The top view and sectional drawing of the three-dimensional electronic circuit device which concern on Embodiment 1 of this invention The top view and sectional drawing which expanded and showed the principal part of FIG. A plan view and a sectional view of a part of the sheet-like member constituting the connecting member A plan view and a sectional view for explaining the bonding process of the connecting member to the circuit board. Sectional drawing which shows the other example of a sheet-like member The top view which shows the other example of a sheet-like member Plan view of relevant parts of a three-dimensional electronic circuit device according to Embodiment 2 of the present invention Plan view of relevant parts of a three-dimensional electronic circuit device according to Embodiment 3 of the present invention Sectional drawing of a part of sheet-like member used in Embodiments 2 and 3 Sectional drawing of a part of sheet-like member used for the three-dimensional electronic circuit device according to Embodiment 4 of the present invention

Explanation of symbols

DESCRIPTION OF SYMBOLS 100 Three-dimensional electronic circuit apparatus 111, 112 Circuit board 113 Semiconductor chip 114 Electronic component 115 End surface electrode 116 Bare chip 117 Wiring pattern 120a-120c Connection member 121a-121d Sheet-like member 122 Metal wire 123 Anisotropic conductive film 124a-124c Groove

Claims (7)

  A three-dimensional circuit device in which a plurality of circuit boards on which electronic components are mounted are electrically connected to each other at their end faces, arranged in multiple layers so that the main surfaces overlap.
  The end face of each circuit board has a plurality of end face electrodes arranged at a first pitch interval,
  The end surface electrodes of the circuit boards are electrically connected via a connecting member in the multilayer direction,
  The connecting member includes an anisotropic conductive member that connects the surfaces of the end face electrodes, and a sheet-like member that is in contact with the anisotropic conductive member,
  A plurality of conductive wires extending in the multilayer direction intermittently arranged at a second pitch interval narrower than the first pitch interval on the surface of the sheet-like member;
  A three-dimensional electronic circuit device in which the anisotropic conductive member is in contact with at least one of the conductive wires.   The three-dimensional electronic circuit device according to claim 1, wherein two or more of the conductive wires pass through one end face electrode.   The cross-sectional shape of the end face electrode is an arc,
  3. The three-dimensional electronic circuit device according to claim 1, wherein the second pitch interval is less than ½ of the inner circumference of the arc.
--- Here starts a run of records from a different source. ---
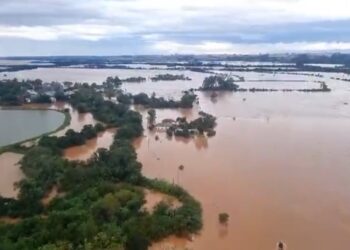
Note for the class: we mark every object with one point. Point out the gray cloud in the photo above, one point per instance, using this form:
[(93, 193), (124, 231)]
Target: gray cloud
[(189, 25)]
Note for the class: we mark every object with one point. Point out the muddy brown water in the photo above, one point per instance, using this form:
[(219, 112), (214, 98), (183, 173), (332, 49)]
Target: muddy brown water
[(278, 165), (84, 152)]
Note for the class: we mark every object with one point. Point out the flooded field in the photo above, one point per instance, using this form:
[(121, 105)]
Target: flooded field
[(278, 165), (19, 125), (84, 152)]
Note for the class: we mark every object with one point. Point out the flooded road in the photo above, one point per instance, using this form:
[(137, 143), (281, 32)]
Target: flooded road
[(10, 173)]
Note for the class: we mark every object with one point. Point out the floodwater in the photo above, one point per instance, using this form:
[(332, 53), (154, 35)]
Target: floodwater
[(10, 173), (78, 120), (153, 198), (84, 152), (278, 165), (19, 125)]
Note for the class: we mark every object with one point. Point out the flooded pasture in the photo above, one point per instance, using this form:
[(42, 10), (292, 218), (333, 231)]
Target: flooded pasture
[(20, 125), (84, 152), (278, 165)]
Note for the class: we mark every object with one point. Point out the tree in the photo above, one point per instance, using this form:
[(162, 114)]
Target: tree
[(223, 218)]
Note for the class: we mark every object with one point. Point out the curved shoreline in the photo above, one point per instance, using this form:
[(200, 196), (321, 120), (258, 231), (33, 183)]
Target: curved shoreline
[(12, 147)]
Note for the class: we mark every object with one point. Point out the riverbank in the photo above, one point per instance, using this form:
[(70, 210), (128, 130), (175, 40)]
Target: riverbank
[(17, 147)]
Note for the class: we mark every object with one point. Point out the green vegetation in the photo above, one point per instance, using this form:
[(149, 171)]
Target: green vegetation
[(102, 205), (183, 128), (169, 77), (223, 218), (219, 82), (71, 138), (112, 82), (151, 118)]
The three-dimensional electronic circuit device according to any one of claims 1 to 3, wherein the sheet-like member has a plurality of grooves formed on a surface different from a surface on which the conducting wire is disposed.   The three-dimensional electronic circuit device according to claim 4, wherein the groove is formed in parallel with a direction in which the conducting wire extends. The three-dimensional electronic circuit device according to any one of claims 1 to 5, wherein the sheet-like member has a plurality of holes formed on a surface opposite to a surface on which the conducting wire is disposed. Wherein one of said conductors disposed surface of the sheet-like member, between said multiple wire, three-dimensional according to any one of claims 1-6, wherein the conductor and parallel to the groove is formed Electronic circuit device.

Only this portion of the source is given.